Assuming that this is not a completely random and evenly distributed timeout or other race condition, there are probably some common factors.

Looking at date: https://quarry.wmcloud.org/query/100476, it looks evently distributed across each day from December 1 to December 30.

Looking at namespace: https://phabricator.wikimedia.org/P86760, focussing on those with more than 100 failures per day, we're starting to see some hot spots that might point at a cause.

  • Main namespace: 5% loss
  • Talk: 20% loss
  • User: 4% loss
  • User_talk: 25% loss
  • Project: 2% loss
  • Template: 10% loss
  • Category: 42% loss

Let's look at another wiki, to see if the distribution is similar there. The above is on nlwiki, let's look at enwiktionary. https://phabricator.wikimedia.org/P86761

  • Main: 8% loss
  • Talk: 42% loss
  • User: 13% loss
  • Template: 8% loss
  • Category: 99% loss

So, what's special about Talk, User_talk, and Category? I suppose they're more heavily edited by logged-in users and/or bots.

Looking at user type (join via actor), I see some bias but nothing obvious. But this inspired me to look at the kind of edit (page creation, vs regular edit).
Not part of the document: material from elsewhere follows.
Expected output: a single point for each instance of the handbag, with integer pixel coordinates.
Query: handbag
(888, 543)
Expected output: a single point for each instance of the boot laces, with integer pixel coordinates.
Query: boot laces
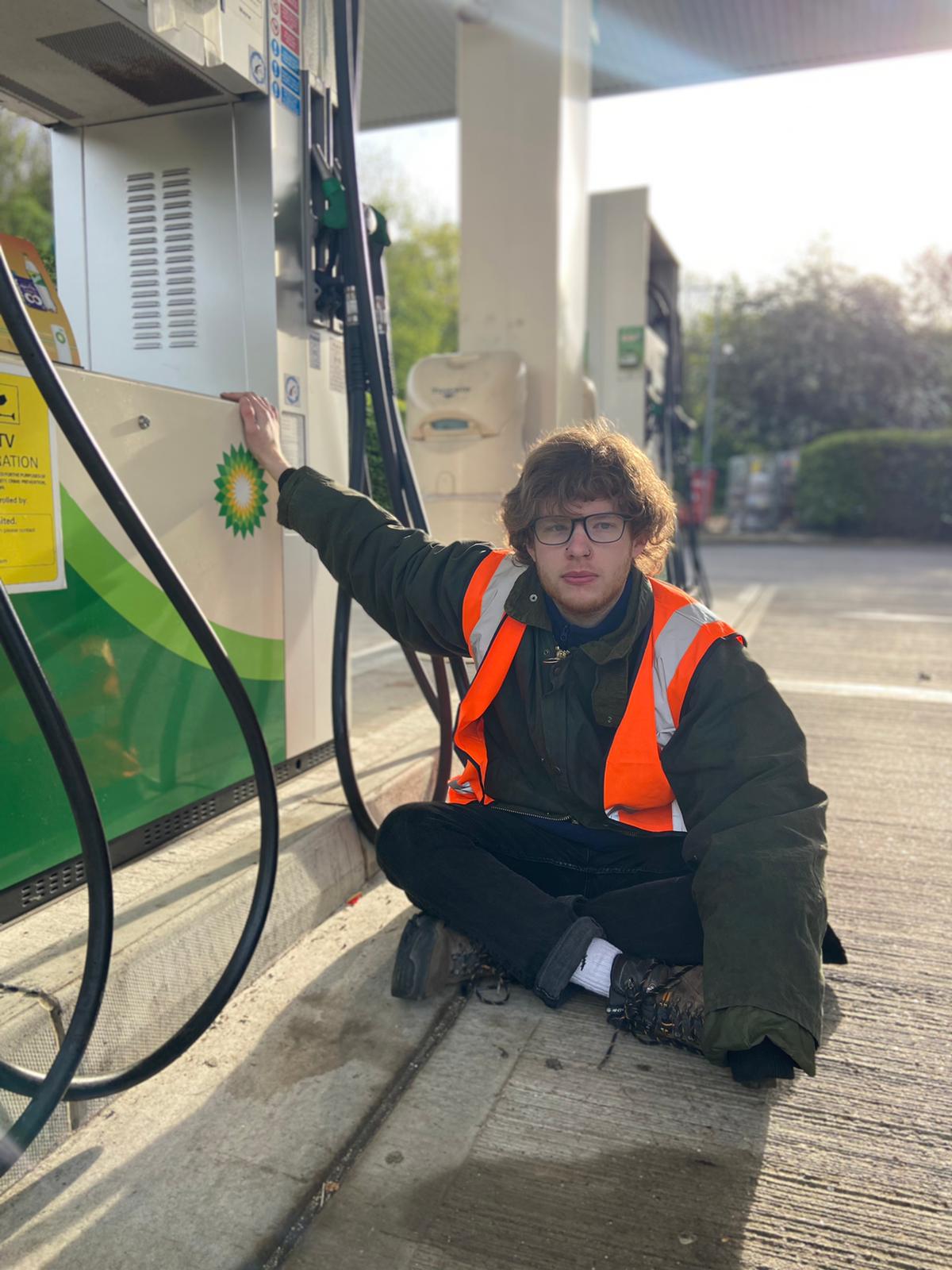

Looking at rev_parent_id (https://www.mediawiki.org/wiki/Manual:Revision_table):

enwiktionary
SELECT count(*) FROM revision LEFT JOIN recentchanges ON rev_id = rc_this_oldid AND rc_source = 'mw.edit' LEFT JOIN page ON page_id = rev_page WHERE rev_timestamp LIKE '202512%';
-- Result: 639,237

SELECT count(*) FROM revision LEFT JOIN recentchanges ON rev_id = rc_this_oldid AND rc_source = 'mw.edit' LEFT JOIN page ON page_id = rev_page WHERE rev_timestamp LIKE '202512%' AND rc_id IS NULL;
-- Result: 69,971 = 10.9%

SELECT count(*) FROM revision LEFT JOIN recentchanges ON rev_id = rc_this_oldid AND rc_source = 'mw.edit' LEFT JOIN page ON page_id = rev_page WHERE rev_timestamp LIKE '202512%' AND rev_parent_id=0;
-- Result: 64,735

SELECT count(*) FROM revision LEFT JOIN recentchanges ON rev_id = rc_this_oldid AND rc_source = 'mw.edit' LEFT JOIN page ON page_id = rev_page WHERE rev_timestamp LIKE '202512%' AND rev_parent_id=0 AND rc_id IS NULL;
-- Result; 64,736 = ~100%

A 100% correlation? Depending on when you run the queries, it may be off by a few in either direction since pages are being created all the time and these run without a transaction (no repeatable-read snapshot).

Anyway, this was all a distraction because page creations are recorded with rc_source = 'mw.new' instead of rc_source = 'mw.edit', so much of the apparent loss was just doing the recentchanges join incorrectly and not seeing the revisions that are in fact there. Including mw.new:

enwiki
SELECT COUNT(*) FROM revision LEFT JOIN recentchanges ON rev_id = rc_this_oldid AND (rc_source = 'mw.edit' OR rc_source = 'mw.new') LEFT JOIN page ON page_id = rev_page WHERE rev_timestamp LIKE '202512%';
-- Result: 5,295,851

SELECT COUNT(*) FROM revision LEFT JOIN recentchanges ON rev_id = rc_this_oldid AND (rc_source = 'mw.edit' OR rc_source = 'mw.new') LEFT JOIN page ON page_id = rev_page WHERE rev_timestamp LIKE '202512%' AND rc_id IS NULL;
-- Result: 152,168 = 2.8%

So this is not a 5% problem, but a 2.8% problem. Still huge. Let's look at namespaces, again. https://phabricator.wikimedia.org/P86763

  • nlwiki: Main 1% gap, Talk 12% gap, User 1% gap, User talk 1% gap, Project 0.6% gap, Template 4% gap, Category 8% gap
  • enwiktionary: Main 0.5% gap, User 2% gap, User_talk 3% gap, Template 4% gap, Category 6% gap

This open task is marked as UBN! priority without updates for three weeks. Should its priority be lowered? If not, who is supposed to tackle this? Thanks.